The PPC is a cortical association region near the intraparietal sulcus (IPS) that receives multisensory input and interfaces at its rostral end with motor networks. It is thus uniquely situated for multisensory integration. BMI research in non-human primates (NHPs) and in human subjects has confirmed that the PPC carries representations of space, spatial awareness, perceptual decision making, contextual memory, learning as well as motor planning (Andersen et al., 1987; Snyder et al., 1998; Andersen and Buneo, 2002). A growing number of single-neuron studies of the PPC has contributed to a greater understanding of the neural basis for these representations as well as to an understanding of the complex computational transformations that are performed within the PPC to act upon the spatial information encoded by the various sensory modalities in different reference frames (Bremner and Andersen, 2014). It is apparent that each of these dimensions of neural encoding may be exploited to implement the most intuitive and versatile CNPs.

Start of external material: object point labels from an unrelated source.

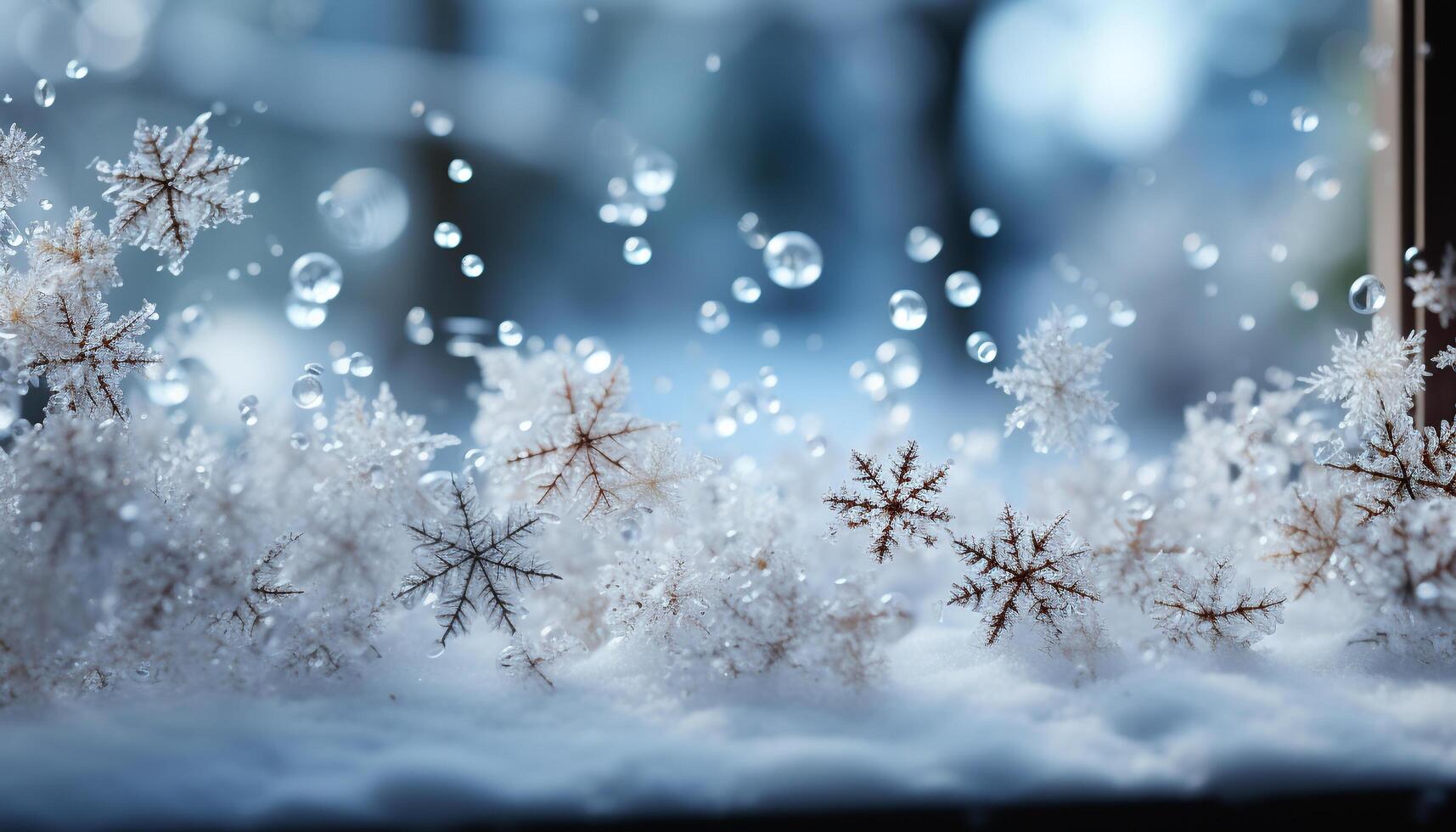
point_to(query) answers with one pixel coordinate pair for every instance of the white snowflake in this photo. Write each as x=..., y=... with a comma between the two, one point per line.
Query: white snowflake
x=165, y=194
x=18, y=168
x=1056, y=384
x=1374, y=376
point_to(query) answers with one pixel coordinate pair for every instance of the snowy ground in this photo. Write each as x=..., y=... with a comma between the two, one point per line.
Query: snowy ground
x=427, y=739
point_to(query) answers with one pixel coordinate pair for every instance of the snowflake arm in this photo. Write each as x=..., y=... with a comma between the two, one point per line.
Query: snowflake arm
x=900, y=509
x=1056, y=385
x=474, y=563
x=165, y=194
x=18, y=168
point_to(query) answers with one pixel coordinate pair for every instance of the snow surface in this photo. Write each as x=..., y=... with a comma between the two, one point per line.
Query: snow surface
x=430, y=739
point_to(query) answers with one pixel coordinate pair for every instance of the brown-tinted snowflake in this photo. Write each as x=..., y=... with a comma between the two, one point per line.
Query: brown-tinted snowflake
x=900, y=509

In this review, we first provide a broad overview of the functional organization of the PPC. Next, we illustrate, through a small sampling, cognitive functions encoded in the PPC and discuss their neural representation in the context of their relevance to motor neuroprosthetics. Because the availability of single neuron data from humans is still scarce, most research presented is from NHP experimentation unless otherwise specified. We do not aim through this brief review to summarize the volumes of exemplary research to date, but rather to highlight a role for cortical signals from the PPC in developing CNPs and to inspire future avenues for exploration in their research and development.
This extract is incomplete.